Edward Snowden

Edward Snowden gets a standing ovation at HopeX

This weekend Kevin Gosztola and I attended the HopeX (Hackers on Planet Earth) conference in New York.

We went in large part because Daniel Ellsberg, Jessalyn Raddack, Thomas Drake and Edward Snowden were all speaking at the event. But I have to give the conference high marks overall; the panels and talks were extremely well coordinated and really interesting. And surprisingly political.

The crowd on hand to see Snowden and Ellsberg was insane, to put it mildly.  The conference had taken over the entire 18th floor of the Hotel Pennsylvania for the event, which took place in the main hall and was broadcast via closed circuit to all the other rooms.

The 18th floor was closed to further traffic due to overcrowding about an hour before the event began, and re-directed to the 6th floor.  The 6th floor also quickly filled up, and the first floor and mezzanine became the overflow rooms.  By the time the event actually started there were people spilling out onto the street trying to see what was happening.

The actual conversation between Snowden and Ellsberg was fascinating.  The two had never spoken publicly before, although Ellsberg told me they had a 4 hour private conversation last week.  Ellsberg gave Snowden credit for giving him “the best pubilcity I’ve had in 20 years” from people who used to want him in jail.  He also managed to drop two expletives, one for people like John Kerry who said Snowden was no Daniel Ellsberg (“bullshit”); the other for Hillary Clinton who said that if Snowden came back to the US he’d be able to tell his story publicly in court (also “bullshit”).

A large percentage of the presentations at HopeX discussed the urgent need for encryption security that is easy to use, and one panelist said that it was an “epic fail” on the part of the tech community that a year had passed since the Snowden revelations and no reliable alternatives have been developed to clunky programs like GPG.

The call to arms really came from Snowden himself, however, who said during his talk that the people in this room had the ability to create technology which could make it safer for whistleblowers to come forward (while acknowledging that it will never be possible to be 100% safe).  He said this was the task that he hoped to devote the rest of his life to.

He also expressed his belief that when governments discover their actions will become public it will “change the world.”

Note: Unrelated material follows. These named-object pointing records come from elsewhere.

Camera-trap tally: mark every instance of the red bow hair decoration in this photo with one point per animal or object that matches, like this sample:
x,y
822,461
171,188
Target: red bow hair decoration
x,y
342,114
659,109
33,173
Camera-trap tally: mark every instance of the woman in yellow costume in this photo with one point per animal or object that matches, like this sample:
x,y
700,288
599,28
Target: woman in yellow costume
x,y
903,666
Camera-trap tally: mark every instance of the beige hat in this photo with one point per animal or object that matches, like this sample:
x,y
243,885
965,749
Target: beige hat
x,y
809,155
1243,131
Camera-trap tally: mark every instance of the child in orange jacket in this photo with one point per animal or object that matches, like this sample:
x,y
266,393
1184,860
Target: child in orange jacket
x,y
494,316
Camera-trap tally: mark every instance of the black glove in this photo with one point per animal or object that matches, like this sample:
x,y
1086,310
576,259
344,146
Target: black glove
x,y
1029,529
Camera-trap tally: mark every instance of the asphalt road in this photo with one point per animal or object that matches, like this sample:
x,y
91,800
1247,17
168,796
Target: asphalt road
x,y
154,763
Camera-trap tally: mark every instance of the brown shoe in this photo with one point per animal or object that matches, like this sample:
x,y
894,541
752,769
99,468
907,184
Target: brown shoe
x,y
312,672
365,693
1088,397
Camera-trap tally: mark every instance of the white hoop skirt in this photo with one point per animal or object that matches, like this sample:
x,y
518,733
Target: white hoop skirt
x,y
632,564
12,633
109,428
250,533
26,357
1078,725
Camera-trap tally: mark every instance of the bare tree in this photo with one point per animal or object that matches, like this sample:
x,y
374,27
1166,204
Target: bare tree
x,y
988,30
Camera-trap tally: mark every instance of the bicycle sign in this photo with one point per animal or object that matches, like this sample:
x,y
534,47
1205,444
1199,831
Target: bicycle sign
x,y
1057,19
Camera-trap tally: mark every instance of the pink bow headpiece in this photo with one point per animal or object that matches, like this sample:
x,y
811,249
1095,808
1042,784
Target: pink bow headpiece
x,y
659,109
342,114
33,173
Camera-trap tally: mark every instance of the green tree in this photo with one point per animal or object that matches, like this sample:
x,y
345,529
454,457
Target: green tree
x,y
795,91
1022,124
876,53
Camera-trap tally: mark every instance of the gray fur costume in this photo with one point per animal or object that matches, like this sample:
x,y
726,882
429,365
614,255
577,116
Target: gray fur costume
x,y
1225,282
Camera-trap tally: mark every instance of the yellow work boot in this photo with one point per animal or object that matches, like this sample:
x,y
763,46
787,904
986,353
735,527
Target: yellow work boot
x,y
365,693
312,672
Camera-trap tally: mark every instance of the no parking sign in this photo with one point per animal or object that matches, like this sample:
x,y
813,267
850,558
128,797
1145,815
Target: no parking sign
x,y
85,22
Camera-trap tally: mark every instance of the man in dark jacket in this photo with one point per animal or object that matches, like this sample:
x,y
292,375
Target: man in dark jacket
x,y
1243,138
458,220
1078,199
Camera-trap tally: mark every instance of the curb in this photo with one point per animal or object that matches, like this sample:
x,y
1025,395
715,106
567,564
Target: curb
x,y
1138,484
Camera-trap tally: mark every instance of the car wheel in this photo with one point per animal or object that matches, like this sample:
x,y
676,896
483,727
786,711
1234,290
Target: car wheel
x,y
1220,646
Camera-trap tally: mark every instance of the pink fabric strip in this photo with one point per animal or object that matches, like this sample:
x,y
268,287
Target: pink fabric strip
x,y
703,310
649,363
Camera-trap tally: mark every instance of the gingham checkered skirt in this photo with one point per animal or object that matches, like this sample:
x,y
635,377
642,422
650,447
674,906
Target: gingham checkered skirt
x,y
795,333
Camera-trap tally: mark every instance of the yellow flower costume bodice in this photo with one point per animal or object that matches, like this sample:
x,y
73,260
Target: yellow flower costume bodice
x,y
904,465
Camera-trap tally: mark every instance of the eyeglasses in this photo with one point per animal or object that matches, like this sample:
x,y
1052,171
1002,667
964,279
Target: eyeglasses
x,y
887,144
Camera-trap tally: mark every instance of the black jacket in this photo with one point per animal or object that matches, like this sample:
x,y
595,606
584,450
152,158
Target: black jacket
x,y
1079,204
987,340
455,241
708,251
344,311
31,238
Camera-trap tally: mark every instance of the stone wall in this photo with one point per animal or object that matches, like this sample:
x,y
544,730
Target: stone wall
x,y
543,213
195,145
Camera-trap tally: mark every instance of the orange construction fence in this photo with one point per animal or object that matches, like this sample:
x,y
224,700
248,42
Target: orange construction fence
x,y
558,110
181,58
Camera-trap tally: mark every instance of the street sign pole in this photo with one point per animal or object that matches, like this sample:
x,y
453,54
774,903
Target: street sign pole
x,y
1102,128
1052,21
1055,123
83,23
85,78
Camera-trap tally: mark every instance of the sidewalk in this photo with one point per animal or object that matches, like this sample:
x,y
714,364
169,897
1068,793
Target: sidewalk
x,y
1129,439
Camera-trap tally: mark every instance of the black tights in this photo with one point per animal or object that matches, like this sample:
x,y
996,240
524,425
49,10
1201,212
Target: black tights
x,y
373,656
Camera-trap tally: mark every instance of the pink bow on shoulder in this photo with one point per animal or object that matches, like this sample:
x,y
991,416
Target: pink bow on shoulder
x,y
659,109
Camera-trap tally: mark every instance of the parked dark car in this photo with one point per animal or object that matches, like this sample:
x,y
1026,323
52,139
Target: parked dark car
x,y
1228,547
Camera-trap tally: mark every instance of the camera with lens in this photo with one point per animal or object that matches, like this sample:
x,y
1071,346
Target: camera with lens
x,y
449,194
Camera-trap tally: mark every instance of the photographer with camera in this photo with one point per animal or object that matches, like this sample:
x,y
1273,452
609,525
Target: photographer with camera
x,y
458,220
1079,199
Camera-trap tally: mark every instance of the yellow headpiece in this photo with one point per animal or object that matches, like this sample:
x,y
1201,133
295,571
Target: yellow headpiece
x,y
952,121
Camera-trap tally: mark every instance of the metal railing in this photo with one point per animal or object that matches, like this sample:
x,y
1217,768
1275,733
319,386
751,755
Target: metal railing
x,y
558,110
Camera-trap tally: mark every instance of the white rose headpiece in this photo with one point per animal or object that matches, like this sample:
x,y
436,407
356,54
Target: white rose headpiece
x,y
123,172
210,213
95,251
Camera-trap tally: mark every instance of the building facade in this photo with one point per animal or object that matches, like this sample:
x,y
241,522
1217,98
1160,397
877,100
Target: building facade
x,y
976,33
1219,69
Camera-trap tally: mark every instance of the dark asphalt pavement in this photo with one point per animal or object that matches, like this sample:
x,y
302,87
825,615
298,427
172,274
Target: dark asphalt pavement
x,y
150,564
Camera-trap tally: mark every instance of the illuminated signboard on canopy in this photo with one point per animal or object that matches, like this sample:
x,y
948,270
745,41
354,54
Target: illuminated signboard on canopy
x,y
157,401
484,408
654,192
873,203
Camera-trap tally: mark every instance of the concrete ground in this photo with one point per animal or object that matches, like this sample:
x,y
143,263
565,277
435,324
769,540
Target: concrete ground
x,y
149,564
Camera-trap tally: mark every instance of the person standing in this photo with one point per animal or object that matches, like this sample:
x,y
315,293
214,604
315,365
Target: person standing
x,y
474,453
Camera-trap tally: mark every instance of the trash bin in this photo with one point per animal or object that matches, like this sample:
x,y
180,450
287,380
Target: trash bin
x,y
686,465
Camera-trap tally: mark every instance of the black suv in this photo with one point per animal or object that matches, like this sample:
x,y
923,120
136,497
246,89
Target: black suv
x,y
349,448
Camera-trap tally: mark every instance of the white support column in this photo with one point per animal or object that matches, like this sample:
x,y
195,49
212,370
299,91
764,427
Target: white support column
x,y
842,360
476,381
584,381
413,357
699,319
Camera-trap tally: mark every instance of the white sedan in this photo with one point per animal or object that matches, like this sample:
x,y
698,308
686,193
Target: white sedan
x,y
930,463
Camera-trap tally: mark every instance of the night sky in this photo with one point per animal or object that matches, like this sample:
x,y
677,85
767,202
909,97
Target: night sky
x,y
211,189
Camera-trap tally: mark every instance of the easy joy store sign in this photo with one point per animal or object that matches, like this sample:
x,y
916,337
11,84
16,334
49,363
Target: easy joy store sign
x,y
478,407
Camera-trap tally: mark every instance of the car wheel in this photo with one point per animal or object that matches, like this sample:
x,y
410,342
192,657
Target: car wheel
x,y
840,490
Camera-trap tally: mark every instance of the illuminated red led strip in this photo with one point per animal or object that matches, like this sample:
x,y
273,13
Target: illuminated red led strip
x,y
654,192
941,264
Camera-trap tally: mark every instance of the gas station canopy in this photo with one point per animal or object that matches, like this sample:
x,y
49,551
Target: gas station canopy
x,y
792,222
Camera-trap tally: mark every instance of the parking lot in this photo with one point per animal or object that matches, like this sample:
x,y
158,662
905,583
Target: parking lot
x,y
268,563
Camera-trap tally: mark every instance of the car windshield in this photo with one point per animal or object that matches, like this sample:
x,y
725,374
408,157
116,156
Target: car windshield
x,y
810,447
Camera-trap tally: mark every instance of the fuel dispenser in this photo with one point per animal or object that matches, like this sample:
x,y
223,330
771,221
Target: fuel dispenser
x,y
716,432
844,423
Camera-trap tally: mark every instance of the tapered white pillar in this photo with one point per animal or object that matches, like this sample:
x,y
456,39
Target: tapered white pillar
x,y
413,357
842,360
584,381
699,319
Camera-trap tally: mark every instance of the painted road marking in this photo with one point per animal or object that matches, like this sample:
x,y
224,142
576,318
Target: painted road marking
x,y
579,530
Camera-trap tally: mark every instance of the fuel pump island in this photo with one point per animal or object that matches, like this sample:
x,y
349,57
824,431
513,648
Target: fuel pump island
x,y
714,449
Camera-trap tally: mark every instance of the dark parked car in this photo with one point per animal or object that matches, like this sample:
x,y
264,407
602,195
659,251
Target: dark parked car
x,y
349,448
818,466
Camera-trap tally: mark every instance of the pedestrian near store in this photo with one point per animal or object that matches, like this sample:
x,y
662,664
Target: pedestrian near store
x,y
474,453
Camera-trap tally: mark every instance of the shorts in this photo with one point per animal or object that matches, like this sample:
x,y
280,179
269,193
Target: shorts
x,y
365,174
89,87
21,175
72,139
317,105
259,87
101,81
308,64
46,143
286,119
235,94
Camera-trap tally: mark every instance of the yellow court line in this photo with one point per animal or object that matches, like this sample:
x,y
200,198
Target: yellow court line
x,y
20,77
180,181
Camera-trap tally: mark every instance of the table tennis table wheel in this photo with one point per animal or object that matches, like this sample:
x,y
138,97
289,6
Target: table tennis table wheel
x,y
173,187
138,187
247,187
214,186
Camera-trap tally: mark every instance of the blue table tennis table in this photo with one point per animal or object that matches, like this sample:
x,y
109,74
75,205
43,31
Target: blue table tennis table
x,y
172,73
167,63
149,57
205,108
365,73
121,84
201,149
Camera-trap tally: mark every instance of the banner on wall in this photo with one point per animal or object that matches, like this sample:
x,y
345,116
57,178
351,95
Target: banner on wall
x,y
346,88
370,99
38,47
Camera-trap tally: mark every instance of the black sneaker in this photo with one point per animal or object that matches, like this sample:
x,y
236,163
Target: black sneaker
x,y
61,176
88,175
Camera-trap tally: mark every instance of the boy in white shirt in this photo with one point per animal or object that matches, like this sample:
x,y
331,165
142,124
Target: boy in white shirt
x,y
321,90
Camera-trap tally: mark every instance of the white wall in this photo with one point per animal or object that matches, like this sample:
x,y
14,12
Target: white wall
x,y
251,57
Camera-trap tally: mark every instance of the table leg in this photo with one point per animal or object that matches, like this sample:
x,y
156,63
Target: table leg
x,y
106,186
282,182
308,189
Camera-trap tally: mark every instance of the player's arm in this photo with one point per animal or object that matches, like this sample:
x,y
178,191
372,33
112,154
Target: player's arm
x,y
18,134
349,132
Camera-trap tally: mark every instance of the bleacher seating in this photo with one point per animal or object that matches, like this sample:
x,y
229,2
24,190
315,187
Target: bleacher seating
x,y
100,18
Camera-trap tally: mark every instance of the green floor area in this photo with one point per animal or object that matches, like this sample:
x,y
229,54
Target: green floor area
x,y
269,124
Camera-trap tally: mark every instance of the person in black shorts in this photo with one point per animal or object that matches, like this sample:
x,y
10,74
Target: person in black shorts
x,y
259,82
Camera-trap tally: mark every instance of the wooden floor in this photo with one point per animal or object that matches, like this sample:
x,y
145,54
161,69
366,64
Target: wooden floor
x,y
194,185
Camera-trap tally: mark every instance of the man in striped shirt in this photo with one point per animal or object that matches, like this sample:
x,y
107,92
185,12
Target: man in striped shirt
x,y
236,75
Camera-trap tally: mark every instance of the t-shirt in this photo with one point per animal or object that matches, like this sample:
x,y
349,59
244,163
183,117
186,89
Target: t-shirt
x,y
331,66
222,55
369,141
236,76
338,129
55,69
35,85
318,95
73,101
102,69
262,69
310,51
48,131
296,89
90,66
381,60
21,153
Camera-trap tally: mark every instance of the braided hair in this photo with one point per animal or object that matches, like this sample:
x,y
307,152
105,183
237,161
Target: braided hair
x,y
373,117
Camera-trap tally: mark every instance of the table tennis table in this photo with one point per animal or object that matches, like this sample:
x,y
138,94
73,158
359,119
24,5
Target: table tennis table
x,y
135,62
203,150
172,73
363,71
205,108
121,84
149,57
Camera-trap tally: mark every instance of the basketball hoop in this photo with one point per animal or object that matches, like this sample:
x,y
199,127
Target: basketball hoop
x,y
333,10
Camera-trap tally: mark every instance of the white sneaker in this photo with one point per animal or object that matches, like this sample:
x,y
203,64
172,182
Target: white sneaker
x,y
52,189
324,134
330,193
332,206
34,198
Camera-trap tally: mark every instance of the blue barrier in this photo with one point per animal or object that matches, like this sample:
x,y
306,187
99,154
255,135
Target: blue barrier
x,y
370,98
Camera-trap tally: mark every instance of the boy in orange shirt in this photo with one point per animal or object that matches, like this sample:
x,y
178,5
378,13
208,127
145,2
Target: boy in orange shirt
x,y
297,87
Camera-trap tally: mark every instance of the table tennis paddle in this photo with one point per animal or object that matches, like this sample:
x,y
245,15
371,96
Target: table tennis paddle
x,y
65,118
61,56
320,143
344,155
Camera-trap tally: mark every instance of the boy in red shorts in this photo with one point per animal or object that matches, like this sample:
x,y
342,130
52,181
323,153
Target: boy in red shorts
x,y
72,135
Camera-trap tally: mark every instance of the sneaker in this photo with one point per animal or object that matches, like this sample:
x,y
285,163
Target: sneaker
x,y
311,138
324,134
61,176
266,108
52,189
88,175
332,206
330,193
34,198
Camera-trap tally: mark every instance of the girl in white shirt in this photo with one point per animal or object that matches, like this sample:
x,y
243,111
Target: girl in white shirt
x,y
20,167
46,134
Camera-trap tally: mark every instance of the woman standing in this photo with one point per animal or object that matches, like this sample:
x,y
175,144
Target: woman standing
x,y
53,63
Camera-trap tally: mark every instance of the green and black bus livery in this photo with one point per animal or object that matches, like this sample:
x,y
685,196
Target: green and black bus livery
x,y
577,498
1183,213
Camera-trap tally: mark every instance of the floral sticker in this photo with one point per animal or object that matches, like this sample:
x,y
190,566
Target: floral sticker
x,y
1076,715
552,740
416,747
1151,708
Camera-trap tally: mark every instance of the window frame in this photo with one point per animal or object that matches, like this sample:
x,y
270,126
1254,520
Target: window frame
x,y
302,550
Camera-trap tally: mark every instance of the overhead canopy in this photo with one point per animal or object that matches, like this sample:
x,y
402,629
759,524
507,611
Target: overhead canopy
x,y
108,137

As for the rest of the conference, I went there thinking that 50% of the presentations would be extremely technical and go way over my head, but that didn’t happen. Among the programs that I attended:

  • Barrett Brown and Anonymous: Persecution of Information Activists with Gabriella Coleman, Kevin Gallagher and Brown’s attorney Ahmed Ghappour.
  • Community Owned and Operated Cellular Networks in Rural America with Peter Bloom and Maka Munoz
  • Building an Open Source Cellular Network at Burning Man with Johnny Diggz and Willow Brugh
  • Darkmail:  A preview of the new encrypted email program being developed by Ladar Levinson (Lavabit) and Stephen Watt, which will attempt to encrypt metadata
  • Unmasking a CIA Criminal, Alfreda Frances Bikowsky: A really fascinating presentation by Ray Nowosielski about a largely unknown figure inside the CIA who may have been responsible for epic screw-ups ranging from hoarding data about Al Quada prior to 9/11 to the distorting the truth of the efficacy of torture
  • SecureDrop: A Wikileaks in Every Newsroom with William Budington, Garrett Robinson and Yan Zhu
  • When You Are the Adversary: Discussion of the infosec needs of the 99% with Quinn Norton
  • Biohacking and DIYbiology North of the 45th Parallel with Kevin Chen and Connor Dickie
  • Codesigning Countersurveillance: Projects of the MIT Civic Media Codesign Studio which develops civic media projects with community-based organizations

Normally I probably wouldn’t got to that many presentations at a conference but by and large they were all really interesting and many dealt with subjects (like building open source cellular networks and biohacking) that I previously knew nothing about.

If I had any doubt before that the tech/hacker world was one of the most dynamic and invigorated political spaces, it was dispelled by the time I left.

While political parties and professional activists busy themselves trying to brand and market “the next big thing” that never seems to be anything more than the status quo with a new set of tires and a fresh coat of paint, there are people out there with the desire and the means to use technology to actually change things. It was really exciting to be among them.